Privacy: de olifant in de kamer

Met technieken die onder de noemer machine learning vallen wordt door gigantische data sets gegaan die gegenereerd worden door duizenden, miljoenen of miljarden gebruikers gegenereerd worden. Daaruit ontstaan patronen, een lijstje van regeltjes — ook wel modellen genoemd. “Als iemand blauwe schoenen koopt, dan is de kans groot dat die klant ook wel een rode broek wilt.¨ of “Als iemand Coca tikt, dan is de kans heel reëel dat daar Cola achter hoort.”

In de meeste gevallen maakt het ons leven een beetje gemakkelijker en worden bedrijven en tech-giganten er een beetje rijker van. Een eerlijke ruil, als we privacy-bezorgdheden buiten de vergelijking houden. Want elke letter die je tikt, elke link die je klikt en elke swipe die je doet wordt wel ergens in een datacenter opgeslaan — GDPR of niet. Elke scheet die je laat kan voorspellen welke schoenen bij jou passen: de één zijn vroot is de ander zijn brood.

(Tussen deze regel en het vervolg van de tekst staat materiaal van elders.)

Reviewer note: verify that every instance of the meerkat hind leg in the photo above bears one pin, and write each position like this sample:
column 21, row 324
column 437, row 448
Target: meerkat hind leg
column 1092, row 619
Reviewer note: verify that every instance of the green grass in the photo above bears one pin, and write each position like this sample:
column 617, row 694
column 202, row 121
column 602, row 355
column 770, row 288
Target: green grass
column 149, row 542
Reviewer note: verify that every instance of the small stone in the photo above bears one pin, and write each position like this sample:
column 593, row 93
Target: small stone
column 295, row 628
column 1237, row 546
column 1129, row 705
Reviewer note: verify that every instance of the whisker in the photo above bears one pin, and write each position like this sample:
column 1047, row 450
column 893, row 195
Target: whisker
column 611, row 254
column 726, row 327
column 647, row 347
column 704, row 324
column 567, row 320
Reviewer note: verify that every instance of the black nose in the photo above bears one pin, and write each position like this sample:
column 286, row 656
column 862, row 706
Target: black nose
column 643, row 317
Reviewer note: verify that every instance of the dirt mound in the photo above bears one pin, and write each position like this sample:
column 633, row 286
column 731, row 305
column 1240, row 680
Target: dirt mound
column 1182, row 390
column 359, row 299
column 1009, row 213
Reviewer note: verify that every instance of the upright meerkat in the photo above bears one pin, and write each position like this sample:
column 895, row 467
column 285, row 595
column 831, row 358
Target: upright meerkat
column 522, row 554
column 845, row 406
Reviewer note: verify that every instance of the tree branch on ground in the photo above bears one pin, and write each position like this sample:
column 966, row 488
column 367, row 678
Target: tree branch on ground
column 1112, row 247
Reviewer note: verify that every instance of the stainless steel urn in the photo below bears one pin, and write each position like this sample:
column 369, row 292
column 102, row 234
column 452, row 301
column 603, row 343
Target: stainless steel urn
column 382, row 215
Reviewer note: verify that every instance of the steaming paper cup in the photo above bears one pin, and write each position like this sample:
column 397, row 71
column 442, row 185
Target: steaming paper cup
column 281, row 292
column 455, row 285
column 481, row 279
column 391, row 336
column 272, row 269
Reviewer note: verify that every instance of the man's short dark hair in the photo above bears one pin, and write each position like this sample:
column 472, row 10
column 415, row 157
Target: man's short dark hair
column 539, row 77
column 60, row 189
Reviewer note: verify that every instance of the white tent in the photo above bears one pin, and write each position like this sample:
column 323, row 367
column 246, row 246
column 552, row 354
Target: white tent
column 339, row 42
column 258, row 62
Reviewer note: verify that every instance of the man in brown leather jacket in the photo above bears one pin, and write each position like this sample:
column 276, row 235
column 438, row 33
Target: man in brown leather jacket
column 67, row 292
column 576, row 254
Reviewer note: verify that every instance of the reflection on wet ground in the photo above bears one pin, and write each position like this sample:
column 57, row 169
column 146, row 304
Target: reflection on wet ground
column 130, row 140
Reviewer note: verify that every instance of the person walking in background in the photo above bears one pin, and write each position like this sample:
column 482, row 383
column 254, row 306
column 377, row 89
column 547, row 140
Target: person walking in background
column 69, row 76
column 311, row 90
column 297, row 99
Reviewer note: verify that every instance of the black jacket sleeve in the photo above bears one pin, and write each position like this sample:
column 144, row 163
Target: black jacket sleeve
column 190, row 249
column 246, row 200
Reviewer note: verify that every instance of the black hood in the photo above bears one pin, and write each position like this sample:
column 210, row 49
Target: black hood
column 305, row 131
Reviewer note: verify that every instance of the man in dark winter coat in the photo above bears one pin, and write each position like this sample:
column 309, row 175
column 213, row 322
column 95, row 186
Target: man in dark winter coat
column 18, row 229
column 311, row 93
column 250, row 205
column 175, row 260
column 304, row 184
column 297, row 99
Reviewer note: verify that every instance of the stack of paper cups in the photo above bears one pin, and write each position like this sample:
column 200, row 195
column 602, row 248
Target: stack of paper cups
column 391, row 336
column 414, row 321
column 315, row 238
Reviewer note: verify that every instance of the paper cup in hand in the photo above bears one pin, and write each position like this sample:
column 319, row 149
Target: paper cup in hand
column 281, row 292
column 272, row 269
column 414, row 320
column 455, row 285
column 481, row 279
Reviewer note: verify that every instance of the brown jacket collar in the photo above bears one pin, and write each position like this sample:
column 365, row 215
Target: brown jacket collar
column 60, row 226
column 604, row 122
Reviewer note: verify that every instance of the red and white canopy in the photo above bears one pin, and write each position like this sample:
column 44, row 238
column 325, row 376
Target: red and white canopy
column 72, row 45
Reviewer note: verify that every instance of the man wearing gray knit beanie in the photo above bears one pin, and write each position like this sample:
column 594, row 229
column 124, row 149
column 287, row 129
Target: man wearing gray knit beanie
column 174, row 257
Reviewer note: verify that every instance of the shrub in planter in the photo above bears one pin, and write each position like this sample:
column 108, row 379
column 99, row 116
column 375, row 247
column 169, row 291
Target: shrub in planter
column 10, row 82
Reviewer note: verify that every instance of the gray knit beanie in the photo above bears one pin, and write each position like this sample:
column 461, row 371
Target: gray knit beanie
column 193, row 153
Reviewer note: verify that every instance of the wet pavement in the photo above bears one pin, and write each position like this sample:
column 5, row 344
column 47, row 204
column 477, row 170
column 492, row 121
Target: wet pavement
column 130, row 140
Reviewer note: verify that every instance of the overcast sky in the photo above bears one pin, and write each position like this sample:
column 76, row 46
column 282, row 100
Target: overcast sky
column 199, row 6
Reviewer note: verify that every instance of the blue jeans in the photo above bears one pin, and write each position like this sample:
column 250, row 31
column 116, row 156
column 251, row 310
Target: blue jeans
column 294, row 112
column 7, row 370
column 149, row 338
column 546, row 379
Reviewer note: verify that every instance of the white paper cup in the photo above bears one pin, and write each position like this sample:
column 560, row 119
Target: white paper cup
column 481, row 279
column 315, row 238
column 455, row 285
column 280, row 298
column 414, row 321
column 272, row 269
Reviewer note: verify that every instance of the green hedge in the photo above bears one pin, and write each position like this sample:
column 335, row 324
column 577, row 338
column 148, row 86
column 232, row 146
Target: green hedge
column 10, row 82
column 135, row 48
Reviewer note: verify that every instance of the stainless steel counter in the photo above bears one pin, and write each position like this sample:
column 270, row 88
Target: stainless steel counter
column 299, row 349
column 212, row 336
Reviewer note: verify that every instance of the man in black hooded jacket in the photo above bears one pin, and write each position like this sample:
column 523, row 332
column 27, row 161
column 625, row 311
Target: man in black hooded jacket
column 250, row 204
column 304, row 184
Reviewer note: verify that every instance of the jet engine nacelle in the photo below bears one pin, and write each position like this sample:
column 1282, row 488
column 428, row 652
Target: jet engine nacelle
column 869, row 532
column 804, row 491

Presentation of the Intel Nervana neural network processor

Daar wil Google een einde aan maken. Ten eerste: In de nieuwste generaties telefoons vind je intussen al een soort van AI accelerator, een extra chip in jouw telefoon. Hoe werkt dat? Vroeger moest eerst het woord coca naar een server gestuurd worden, en die antwoordde met het woord cola (zie boven). Tegenwoordig kan die voorspelling echter op jouw telefoon gebeuren. Daar zorgt die razendsnelle chip voor. Dat is niet alleen privacyvriendelijker, het is ook nog eens een pak sneller.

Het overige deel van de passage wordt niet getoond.